While the data proved that Chinese pollutants could be carried into the United States, most scientists considered the news more interesting than important. But as China has continued its three-decade-long economic rise, the amount of pollution flowing west has spiked.

A 2010 study by David Parrish, the director of the chemical sciences laboratory at the government-run National Oceanic and Atmospheric Administration, found that more than three-quarters of the ozone in parts of California’s Sacramento Valley was blown in from Asia. Roughly half of that pollution was created by natural causes, including lightening storms and wildfires, but the rest was caused by human activities—largely burning fossil fuels.

“I can look and see that ozone is probably a factor of three higher than it was in pre-industrial times throughout the northern mid-latitudes and that’s because of anthropogenic sources,” Parrish says. “That has an impact on health.”

Several studies of Oregon’s Willamette River have found dangerously high levels of mercury and polychlorinated biphenyls, compounds that have been linked to cancer and liver damage. The U.S. federal government banned the production of PCBs in 1977 and Bruce Hope, the senior environmental toxicologist for Oregon’s Department of Environmental Quality, believes much of what scientists are finding now was carried by the jet stream from China before settling along the West Coast.

Mercury pollution has been a particularly serious problem. A 2006 study found that one-fifth of the mercury in the Willamette had come from foreign sources. Most of that probably came from China, Hope says.

The problem of foreign pollution has become more serious as the number of factories and power plants in Oregon that produce mercury pollution has fallen. Hope estimates that “less than five percent” of mercury pollution in the Willamette now comes from such sources and says the state may have to convince foreign countries—largely China—to clean up if they want to make the river safer for fishermen.

“I don’t think people have realized that we’ve externalized our environmental costs to China and that they are using chemicals there that are illegal here to make the things we buy,” he says.

In terms of sheer scale, China’s greatest pollutant to the United States is dust—scientifically called particulate matter. Like the great Dust Bowl days of American history, China has been plagued with huge storms of sand and grit that have gotten worse as the country has drawn down its aquifers and overtaxed its lands.
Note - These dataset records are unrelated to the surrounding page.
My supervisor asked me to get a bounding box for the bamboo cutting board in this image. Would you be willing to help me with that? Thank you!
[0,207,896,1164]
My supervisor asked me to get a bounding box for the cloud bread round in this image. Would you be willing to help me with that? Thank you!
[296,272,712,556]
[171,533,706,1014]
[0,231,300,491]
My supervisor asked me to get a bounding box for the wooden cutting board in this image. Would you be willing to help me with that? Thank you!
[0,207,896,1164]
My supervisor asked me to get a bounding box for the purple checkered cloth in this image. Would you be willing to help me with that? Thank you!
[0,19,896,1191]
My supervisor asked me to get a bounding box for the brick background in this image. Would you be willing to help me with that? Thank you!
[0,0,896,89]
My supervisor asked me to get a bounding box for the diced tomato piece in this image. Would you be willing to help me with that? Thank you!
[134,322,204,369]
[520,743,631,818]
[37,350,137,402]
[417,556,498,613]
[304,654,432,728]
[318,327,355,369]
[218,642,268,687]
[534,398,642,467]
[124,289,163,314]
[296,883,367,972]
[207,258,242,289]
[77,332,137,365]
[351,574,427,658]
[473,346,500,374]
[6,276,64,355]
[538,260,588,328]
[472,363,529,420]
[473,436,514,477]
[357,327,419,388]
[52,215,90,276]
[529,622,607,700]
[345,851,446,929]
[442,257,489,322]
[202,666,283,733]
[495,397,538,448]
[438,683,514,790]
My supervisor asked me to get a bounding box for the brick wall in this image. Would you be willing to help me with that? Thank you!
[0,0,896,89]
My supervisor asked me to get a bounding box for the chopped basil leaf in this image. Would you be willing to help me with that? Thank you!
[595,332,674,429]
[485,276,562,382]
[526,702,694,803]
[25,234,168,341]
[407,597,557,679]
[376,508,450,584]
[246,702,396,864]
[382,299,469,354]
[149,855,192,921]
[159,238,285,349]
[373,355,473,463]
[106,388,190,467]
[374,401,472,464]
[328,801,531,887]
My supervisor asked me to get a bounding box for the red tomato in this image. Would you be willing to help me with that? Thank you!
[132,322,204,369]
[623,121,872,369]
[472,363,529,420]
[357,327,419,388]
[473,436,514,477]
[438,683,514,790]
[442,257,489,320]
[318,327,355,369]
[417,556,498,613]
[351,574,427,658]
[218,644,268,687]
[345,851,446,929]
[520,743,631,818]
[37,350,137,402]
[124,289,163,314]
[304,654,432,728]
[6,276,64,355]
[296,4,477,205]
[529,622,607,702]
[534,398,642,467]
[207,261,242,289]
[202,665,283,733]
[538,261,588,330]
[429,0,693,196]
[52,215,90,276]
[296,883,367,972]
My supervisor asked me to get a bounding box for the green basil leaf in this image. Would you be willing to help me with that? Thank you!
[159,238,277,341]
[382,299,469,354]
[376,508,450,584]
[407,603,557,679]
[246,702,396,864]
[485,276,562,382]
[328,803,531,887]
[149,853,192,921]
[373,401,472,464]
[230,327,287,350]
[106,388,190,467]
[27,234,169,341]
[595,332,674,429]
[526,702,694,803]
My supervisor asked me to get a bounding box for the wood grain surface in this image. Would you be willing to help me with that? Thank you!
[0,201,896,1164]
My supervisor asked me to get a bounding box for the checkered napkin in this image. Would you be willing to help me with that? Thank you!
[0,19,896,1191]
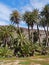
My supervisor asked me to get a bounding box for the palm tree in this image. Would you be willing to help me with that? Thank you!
[41,4,49,47]
[32,9,40,44]
[0,26,12,47]
[23,12,31,40]
[10,10,20,28]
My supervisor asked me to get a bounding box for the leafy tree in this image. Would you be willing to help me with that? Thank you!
[10,10,20,27]
[23,12,31,40]
[41,4,49,46]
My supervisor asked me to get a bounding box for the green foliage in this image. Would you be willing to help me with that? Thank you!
[0,47,13,57]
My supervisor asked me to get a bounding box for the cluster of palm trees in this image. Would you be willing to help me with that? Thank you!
[0,4,49,56]
[10,4,49,46]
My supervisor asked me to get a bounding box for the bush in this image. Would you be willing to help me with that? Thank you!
[0,47,13,57]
Huge storms can pick up some of that dust and fling it across the Pacific. A 2001 Asian storm dumped 110,000 metric tons of dust over the United States, an amount equivalent to all the particulate matter released on an average day in the country. Cities including Atlanta, Georgia issued health alerts as the particles settled to the ground.
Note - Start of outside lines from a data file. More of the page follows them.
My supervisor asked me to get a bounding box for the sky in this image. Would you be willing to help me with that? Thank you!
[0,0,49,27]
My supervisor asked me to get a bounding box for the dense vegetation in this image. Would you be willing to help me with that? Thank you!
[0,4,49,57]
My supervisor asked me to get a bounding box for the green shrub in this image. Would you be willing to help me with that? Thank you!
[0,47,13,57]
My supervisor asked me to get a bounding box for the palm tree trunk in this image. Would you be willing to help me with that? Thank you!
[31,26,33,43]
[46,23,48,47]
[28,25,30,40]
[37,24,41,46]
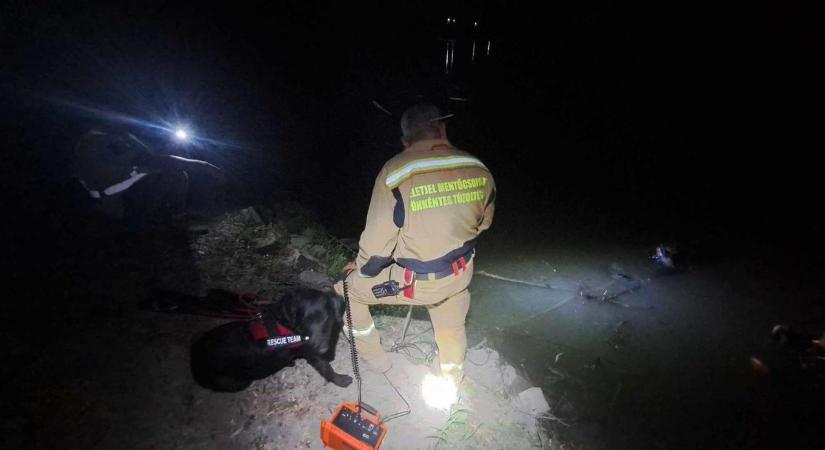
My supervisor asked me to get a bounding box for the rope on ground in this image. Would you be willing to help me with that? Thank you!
[475,270,575,292]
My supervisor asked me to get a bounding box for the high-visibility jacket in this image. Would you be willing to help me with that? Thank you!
[356,139,495,277]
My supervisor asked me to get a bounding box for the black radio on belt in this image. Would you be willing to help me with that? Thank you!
[372,280,401,298]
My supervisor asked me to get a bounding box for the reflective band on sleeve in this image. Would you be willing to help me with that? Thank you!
[441,363,464,372]
[385,156,487,188]
[103,171,146,195]
[344,322,375,337]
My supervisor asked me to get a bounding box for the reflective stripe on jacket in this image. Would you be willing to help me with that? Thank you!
[357,139,495,276]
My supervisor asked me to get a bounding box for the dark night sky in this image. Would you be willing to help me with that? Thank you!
[0,1,825,246]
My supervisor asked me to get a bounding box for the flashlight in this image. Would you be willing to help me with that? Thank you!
[421,373,458,411]
[174,128,189,142]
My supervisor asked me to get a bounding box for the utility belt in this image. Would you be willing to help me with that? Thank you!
[372,249,475,299]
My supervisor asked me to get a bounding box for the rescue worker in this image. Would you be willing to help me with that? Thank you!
[335,104,495,383]
[73,130,223,228]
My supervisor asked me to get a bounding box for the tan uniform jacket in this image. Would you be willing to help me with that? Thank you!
[356,140,495,277]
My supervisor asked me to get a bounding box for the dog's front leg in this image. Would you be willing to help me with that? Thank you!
[306,356,352,387]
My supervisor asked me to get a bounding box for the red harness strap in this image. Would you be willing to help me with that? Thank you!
[249,318,304,350]
[452,256,467,276]
[402,269,415,298]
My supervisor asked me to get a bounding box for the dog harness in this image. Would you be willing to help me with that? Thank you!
[249,314,309,351]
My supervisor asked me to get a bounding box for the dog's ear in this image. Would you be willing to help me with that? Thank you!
[278,292,305,329]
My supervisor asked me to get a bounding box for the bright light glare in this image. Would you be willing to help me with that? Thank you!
[421,373,458,411]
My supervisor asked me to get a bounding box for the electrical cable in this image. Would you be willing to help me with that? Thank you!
[344,278,361,414]
[381,373,412,423]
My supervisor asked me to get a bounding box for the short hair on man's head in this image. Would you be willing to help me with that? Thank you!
[401,103,443,143]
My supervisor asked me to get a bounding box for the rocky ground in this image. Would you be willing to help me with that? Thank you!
[2,206,564,449]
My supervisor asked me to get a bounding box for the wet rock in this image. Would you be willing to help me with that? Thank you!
[307,245,327,258]
[239,206,264,225]
[516,387,550,416]
[250,233,280,249]
[289,234,310,249]
[255,242,280,255]
[298,269,332,288]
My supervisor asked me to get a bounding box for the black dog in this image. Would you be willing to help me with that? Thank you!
[191,289,352,392]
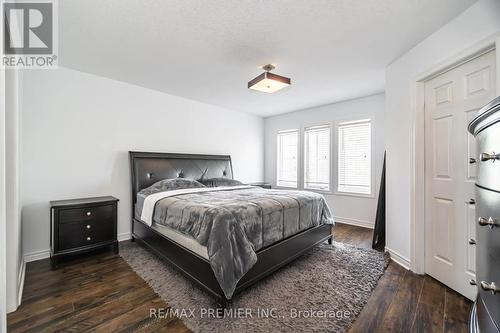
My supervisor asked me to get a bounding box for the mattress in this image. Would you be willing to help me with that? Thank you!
[151,223,208,260]
[135,185,333,299]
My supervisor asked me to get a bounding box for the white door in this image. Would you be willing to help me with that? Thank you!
[425,51,495,299]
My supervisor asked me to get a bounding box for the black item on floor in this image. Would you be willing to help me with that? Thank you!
[372,153,386,251]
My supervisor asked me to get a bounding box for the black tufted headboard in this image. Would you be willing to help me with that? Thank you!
[129,151,233,205]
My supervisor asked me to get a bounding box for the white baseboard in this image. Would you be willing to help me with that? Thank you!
[385,246,411,270]
[7,258,26,313]
[24,249,50,262]
[17,258,26,306]
[118,232,132,242]
[333,216,374,229]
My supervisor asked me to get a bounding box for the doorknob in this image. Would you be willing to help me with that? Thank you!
[477,217,497,229]
[481,281,500,295]
[479,153,500,162]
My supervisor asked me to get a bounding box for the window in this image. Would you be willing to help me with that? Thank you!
[304,125,330,191]
[276,130,299,187]
[338,119,372,195]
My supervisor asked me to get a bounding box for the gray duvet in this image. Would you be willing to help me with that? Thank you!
[136,187,333,299]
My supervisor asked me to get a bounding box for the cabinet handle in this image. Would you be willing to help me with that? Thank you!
[481,281,500,295]
[479,152,500,162]
[477,217,497,229]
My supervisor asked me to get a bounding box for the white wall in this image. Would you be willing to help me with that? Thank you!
[5,70,24,312]
[0,65,7,332]
[385,0,500,261]
[22,68,264,259]
[265,94,385,226]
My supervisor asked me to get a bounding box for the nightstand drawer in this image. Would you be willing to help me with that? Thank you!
[59,205,114,223]
[58,219,114,250]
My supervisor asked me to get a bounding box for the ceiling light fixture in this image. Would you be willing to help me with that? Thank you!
[248,64,292,94]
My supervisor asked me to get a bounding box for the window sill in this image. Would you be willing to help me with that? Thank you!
[302,188,334,195]
[333,191,375,199]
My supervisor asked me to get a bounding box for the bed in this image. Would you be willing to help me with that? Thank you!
[129,152,333,307]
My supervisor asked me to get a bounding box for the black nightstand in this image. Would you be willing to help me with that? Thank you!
[247,182,271,190]
[50,197,118,269]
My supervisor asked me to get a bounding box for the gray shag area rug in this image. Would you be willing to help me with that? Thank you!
[120,242,389,333]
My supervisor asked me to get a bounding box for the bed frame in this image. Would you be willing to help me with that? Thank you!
[129,151,332,307]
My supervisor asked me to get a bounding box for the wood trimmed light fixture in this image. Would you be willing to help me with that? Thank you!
[248,64,292,94]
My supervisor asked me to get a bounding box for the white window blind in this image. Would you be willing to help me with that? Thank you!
[338,119,372,194]
[304,125,330,191]
[276,130,299,187]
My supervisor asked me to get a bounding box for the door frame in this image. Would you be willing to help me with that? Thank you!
[409,33,500,274]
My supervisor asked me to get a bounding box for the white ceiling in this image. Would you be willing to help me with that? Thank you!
[59,0,476,116]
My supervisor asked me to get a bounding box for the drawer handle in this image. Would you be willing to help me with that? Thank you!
[479,152,500,162]
[481,281,500,295]
[477,217,497,229]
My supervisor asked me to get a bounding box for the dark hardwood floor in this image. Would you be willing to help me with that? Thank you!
[334,224,472,333]
[8,224,471,333]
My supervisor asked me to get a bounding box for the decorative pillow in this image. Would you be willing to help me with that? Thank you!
[139,178,206,195]
[200,178,243,187]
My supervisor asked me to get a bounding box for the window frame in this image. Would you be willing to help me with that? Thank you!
[333,115,376,198]
[275,128,301,190]
[300,122,335,194]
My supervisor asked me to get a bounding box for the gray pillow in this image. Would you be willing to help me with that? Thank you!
[200,178,243,187]
[139,178,206,196]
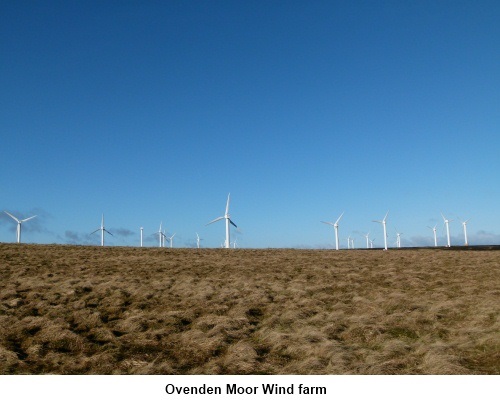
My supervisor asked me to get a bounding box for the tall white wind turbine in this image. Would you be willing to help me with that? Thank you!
[91,214,113,246]
[427,224,437,247]
[460,219,470,246]
[167,233,176,248]
[363,232,370,249]
[321,213,344,250]
[153,222,165,247]
[372,211,389,250]
[441,213,453,247]
[4,211,36,243]
[207,193,238,249]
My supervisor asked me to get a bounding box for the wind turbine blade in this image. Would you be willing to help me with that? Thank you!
[4,211,20,222]
[334,213,344,225]
[226,193,231,215]
[205,217,224,226]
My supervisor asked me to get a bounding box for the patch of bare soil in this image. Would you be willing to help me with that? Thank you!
[0,244,500,374]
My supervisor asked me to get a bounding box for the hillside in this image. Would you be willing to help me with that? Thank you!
[0,244,500,374]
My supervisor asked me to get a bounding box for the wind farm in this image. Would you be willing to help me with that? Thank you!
[0,0,500,388]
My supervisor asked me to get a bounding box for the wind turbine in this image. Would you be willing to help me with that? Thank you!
[4,211,36,243]
[153,221,165,247]
[459,219,470,246]
[372,211,389,250]
[441,213,453,247]
[427,224,437,247]
[91,214,113,246]
[363,232,370,249]
[321,213,344,250]
[207,193,238,249]
[167,233,176,248]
“The dust was really obvious and it was really obvious where it came from,” Jaffe says. “It made us understand the global pollution flows better.”

Health Fears

For scientists, the greatest concern about the growing plume of Chinese pollution is the health of people downwind. The World Health Organization estimates that 41,200 Americans die each year due to exposure to elevated concentrations of particulate matter.
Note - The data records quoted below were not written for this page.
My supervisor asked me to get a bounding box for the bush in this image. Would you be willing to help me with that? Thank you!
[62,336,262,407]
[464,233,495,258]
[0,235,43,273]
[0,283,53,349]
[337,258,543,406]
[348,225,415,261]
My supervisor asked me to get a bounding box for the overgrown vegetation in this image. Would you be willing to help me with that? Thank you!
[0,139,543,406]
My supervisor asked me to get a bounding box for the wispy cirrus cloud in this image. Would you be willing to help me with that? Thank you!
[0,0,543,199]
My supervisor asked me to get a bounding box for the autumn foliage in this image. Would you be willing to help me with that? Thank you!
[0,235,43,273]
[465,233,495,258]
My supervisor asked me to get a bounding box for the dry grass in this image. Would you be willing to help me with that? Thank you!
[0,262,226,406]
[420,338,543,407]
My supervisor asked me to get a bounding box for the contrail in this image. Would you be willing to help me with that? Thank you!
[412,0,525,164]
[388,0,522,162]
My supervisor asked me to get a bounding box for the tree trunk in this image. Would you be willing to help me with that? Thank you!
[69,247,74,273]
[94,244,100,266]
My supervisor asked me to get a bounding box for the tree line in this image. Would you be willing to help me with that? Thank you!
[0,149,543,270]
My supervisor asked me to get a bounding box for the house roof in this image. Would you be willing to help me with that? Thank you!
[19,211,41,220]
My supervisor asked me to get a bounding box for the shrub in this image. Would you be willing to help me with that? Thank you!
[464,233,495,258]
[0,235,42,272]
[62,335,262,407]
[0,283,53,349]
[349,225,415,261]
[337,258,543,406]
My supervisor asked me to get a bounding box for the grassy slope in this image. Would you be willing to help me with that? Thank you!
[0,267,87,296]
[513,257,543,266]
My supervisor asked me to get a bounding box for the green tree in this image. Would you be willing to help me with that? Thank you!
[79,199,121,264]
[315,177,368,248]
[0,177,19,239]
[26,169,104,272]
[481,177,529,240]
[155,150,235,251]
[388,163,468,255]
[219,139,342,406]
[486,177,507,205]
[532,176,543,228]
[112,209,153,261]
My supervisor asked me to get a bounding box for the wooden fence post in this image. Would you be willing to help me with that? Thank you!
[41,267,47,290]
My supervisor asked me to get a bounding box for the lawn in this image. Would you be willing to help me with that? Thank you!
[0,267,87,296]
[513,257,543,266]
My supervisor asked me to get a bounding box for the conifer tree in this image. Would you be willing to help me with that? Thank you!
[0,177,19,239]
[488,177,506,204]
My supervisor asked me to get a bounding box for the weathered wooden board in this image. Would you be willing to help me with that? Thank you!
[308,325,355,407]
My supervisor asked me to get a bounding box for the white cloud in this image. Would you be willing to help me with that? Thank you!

Ozone poses the classic dangers of urban smog—heart and lung disease—while mercury is a known to disrupt fetal brain development and has been linked to autism and Alzheimer’s disease. Data collected by the U.S. Centers for Disease Control and Prevention showed an increasing level of mercury in the blood of American women between 1999 and 2006.

Most of those problems are caused by local sources including car exhaust and factory emissions. But the federal government has begun to look more closely at how distant foreign pollution can affect human health.

The EPA supported a report last year entitled “Global Sources of Local Pollution,” the first large attempt by the agency to quantify the problem. One conclusion was that foreign pollution into the United States will increase and officials should work with foreign nations to understand and control the growth.

For Jaffe, who participated in writing the report, the significance is obvious: To control pollution, Americans need to think globally.

“This is a problem we need to address,” he says. “We only have one planet, and we all share it.”